Котяра отложил ярко начищенный карабин. Подскочил к косачу и, приподняв руками за крылья, а зубами за пернатую шею, закрыв им себе грудь до пояса, заскакал, заскулил, поднося добычу Самарину.
- Ну, ну, Стрелка, умеешь! - потрепал Самарин Котяру по загривку. - Лучше пойди ощипи, да выпотроши, да испеки его, что ли, на кухне. А мы тут пока побеседуем, стол накроем.
- Слушай, Андрюшка, - сказал Саркисин. - Да что мы тут будем, в балке-то! Пошли под елку. Там и зажарим. Все-таки природа. Это больше запомнится.
- Да холодно.
- Ну что ты, холодно! Дров натаскаем, кострище разложим… Скажи, Котяра!
- Вольнее, вольнее, - хохотнул Котяра, поглядывая на заморскую бутыль, на Самарина, за которым ходил как тень, обожая его голос, лицо.
- Ну что, Петрусь, под звезды?
- Согласен, - кивнул Малахов.
Поднялись шумно и молодо. И, выходя из балка, Малахов заметил на полу капельки ружейного масла и крови.
Они выбрали одинокую ель у края болота. Котяра кинул на снег глухаря, неуклюже затанцевал, затоптался, вминая снег, проламывая наст для костровища. Самарин кинул тулуп, выложил на него бутыль, хромированные рюмочки, охотничий нож с инкрустациями. Саркисин обрубал топором сухие, звонкие лапы. Звякало железо. Отражало зарю. Буровая чернела на гаснущей зелени. И убитый глухарь медленно утопал, прожигая теплом свежий наст.
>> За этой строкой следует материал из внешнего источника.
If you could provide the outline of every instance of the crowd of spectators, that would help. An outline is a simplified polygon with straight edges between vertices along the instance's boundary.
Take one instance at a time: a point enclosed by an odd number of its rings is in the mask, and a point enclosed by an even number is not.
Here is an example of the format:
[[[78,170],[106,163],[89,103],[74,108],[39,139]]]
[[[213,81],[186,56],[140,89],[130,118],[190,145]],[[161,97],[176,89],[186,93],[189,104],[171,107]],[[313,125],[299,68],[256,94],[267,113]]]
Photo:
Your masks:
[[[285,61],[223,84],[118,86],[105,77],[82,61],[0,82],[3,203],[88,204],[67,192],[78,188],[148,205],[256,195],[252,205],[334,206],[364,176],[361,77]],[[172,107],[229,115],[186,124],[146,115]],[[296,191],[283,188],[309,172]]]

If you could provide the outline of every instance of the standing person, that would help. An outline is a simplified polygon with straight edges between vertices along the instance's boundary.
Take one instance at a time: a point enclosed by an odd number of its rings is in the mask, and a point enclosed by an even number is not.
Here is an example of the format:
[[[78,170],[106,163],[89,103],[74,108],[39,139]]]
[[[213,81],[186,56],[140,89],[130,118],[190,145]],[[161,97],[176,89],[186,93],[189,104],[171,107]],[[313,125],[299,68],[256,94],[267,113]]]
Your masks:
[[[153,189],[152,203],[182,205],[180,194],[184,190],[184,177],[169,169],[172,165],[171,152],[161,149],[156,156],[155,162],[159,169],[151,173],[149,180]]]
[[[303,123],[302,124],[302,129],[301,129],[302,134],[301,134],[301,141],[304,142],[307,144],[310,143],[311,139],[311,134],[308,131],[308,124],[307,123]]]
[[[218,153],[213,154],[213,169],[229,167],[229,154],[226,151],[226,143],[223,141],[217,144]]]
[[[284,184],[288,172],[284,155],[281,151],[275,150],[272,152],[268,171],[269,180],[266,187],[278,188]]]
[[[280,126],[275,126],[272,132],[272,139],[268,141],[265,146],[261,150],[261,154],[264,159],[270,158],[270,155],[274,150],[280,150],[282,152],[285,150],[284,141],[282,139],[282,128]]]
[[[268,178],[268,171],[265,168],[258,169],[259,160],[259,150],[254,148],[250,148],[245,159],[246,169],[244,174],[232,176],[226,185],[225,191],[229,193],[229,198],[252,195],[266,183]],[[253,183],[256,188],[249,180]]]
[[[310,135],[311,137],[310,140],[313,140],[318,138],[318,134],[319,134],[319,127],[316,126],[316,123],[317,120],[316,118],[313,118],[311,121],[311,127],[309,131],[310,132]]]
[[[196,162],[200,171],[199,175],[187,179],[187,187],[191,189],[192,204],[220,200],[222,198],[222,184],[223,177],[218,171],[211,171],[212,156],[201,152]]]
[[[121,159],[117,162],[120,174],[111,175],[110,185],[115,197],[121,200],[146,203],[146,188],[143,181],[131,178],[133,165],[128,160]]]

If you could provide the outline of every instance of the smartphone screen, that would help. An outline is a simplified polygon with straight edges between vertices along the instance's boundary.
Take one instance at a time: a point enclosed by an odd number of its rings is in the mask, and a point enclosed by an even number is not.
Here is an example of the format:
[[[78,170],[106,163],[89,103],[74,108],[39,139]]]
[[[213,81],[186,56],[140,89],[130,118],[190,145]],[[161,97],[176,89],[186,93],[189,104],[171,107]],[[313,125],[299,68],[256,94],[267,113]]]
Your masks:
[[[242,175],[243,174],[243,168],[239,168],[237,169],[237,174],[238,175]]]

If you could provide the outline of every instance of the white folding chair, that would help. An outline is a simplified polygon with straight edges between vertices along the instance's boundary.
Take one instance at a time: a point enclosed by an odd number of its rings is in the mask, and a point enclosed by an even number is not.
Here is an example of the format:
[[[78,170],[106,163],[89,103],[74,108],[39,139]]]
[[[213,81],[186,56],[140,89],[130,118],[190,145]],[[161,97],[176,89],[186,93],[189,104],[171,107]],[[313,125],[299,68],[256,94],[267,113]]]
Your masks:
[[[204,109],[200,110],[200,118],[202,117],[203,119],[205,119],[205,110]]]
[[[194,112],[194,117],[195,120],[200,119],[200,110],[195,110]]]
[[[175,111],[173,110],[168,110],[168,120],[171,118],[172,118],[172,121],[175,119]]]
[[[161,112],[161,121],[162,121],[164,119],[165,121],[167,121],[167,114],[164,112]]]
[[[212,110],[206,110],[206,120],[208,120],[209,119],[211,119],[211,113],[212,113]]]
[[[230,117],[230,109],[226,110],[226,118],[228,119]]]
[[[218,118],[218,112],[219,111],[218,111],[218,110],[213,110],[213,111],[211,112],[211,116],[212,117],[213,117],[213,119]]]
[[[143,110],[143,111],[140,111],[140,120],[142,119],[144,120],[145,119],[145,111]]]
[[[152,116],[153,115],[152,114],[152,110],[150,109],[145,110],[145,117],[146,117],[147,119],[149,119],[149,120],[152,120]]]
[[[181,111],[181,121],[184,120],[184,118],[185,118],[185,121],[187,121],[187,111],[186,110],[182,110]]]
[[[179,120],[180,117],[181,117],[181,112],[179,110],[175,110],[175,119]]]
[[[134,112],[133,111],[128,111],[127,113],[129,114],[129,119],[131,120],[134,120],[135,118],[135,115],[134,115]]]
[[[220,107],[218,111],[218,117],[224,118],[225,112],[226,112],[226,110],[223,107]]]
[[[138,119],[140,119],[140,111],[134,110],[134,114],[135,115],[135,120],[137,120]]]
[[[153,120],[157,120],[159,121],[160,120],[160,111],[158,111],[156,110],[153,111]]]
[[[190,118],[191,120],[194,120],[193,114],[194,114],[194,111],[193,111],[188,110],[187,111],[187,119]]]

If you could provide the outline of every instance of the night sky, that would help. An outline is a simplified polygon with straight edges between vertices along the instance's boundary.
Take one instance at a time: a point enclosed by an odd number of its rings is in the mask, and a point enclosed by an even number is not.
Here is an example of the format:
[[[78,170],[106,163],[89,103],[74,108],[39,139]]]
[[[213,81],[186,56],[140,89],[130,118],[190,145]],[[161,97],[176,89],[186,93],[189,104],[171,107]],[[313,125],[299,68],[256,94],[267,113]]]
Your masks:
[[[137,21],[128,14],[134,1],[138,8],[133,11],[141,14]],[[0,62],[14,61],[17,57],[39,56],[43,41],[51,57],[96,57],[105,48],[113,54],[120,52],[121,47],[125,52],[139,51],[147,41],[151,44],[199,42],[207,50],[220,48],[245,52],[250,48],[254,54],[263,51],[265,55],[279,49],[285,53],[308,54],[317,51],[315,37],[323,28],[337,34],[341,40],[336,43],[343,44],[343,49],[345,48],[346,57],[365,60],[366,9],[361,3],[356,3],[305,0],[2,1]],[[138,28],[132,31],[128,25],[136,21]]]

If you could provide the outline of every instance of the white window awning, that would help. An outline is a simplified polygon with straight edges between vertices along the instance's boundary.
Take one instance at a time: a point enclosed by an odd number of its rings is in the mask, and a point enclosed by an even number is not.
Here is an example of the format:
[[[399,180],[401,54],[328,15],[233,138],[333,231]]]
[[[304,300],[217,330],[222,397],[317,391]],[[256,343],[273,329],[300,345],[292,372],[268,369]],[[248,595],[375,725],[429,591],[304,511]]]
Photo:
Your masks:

Малахову казалось: там, в глубине, в каменном мешке аргелита, другой огромный глухарь заполнил подземные емкости черной невидимой жизнью. К нему рвется долото победита, кроша костяную твердь. И в клекоте, плеске взорвется в небо, распоров снега, гигантское перо глухаря. Вспыхнет факел, как бровь. Но пока первобытная птица дремлет в яйце аргелита. А они топчутся над ней - их смех, голоса, дыхание.
- Котяра, вон там елка распилена! Для бани-то брали… Пойди притащи! Для костра вот так хватит! - командовал Самарин, весело, бодро взглядывая. - Иди, Петрусь, посиди. Посиди на дорожку…
Костер хрустел, стискивал огонь острым колючим комом. Будто красный лес свернулся в клубок, грыз сам себя. Пламя проедало темные ребра, тонко сочилось. Котяра отдирал от глухаря черные щепы перьев.
- Жаль, что разъедемся, - говорил Саркисин, уставясь в костер чернильными точками. - Как уж тебе, Андрюшка, не знаю, а мне жаль. Я, понимаешь, сроднился. Столько переговорили… Даже больно, правда?
- Да не умираем же! - рассмеялся Самарин. - Будешь в Москве, заходи. Встречу как родного.
- Э, нет! Там-то все по-другому… Это вот тут мы одно, в чащобе. А там мы разные люди. Ты профессорский сын, у тебя вон диссертация на подходе, свои знакомства. Ну, а я что? Был и остался полумастер. О чем ты со мной будешь говорить? Это тут я тебе собеседник, а там?..
- Да ну, перестань! Как не стыдно!.. Любишь ты самоуничижаться… Приезжай, встречу от сердца. Везде своя прелесть. Тут - своя. В Москве - своя… А соскучился я, братцы мои, по Москве!
- Счастливая у тебя натура. Везде ты прелесть находишь. Тебя, наверное, и любят за это. За то, что везде тебе прелесть. Тебе и глухарь за это на голову сел.
- Эй, Котяра! - повернулся Самарин. - Ты петуха-то почище. Да потом опали…
- Вав! - отозвался Котяра. - Есть, ваша честь!
Глухарь, голый, составленный из мускулистых бугров, колыхался на ладонях Котяры. Тот оттягивал петушиную шею, ногу с растопыренными пальцами. Подносил глухаря к огню. Птичьи бока начинали лосниться. Пахло паленым пером, печеной кожей.
- Ты, Андрюшка, не поверишь, как был важен твой приезд сюда, - продолжал Саркисин. - Я тебе не льщу, говорю от сердца. Зачем тебе буду льстить, все равно ведь разъедемся. Но ты, понимаешь… Ты внес какую-то новую атмосферу, что ли. Все как-то изменились около тебя. Новые мысли, чувства. Новые настроения. А то ведь всех засосало в топях-то этих. Сам знаешь, дичь, глухота… Да нет, не отмахивайся! Это я тебе перед отъездом твоим говорю, потому что мне жаль. Вот от этого…
- Да ну, Марик! Ну станем писать друг другу… Встречаться. Самолетами ведь очень просто! - ответил Самарин благодарно.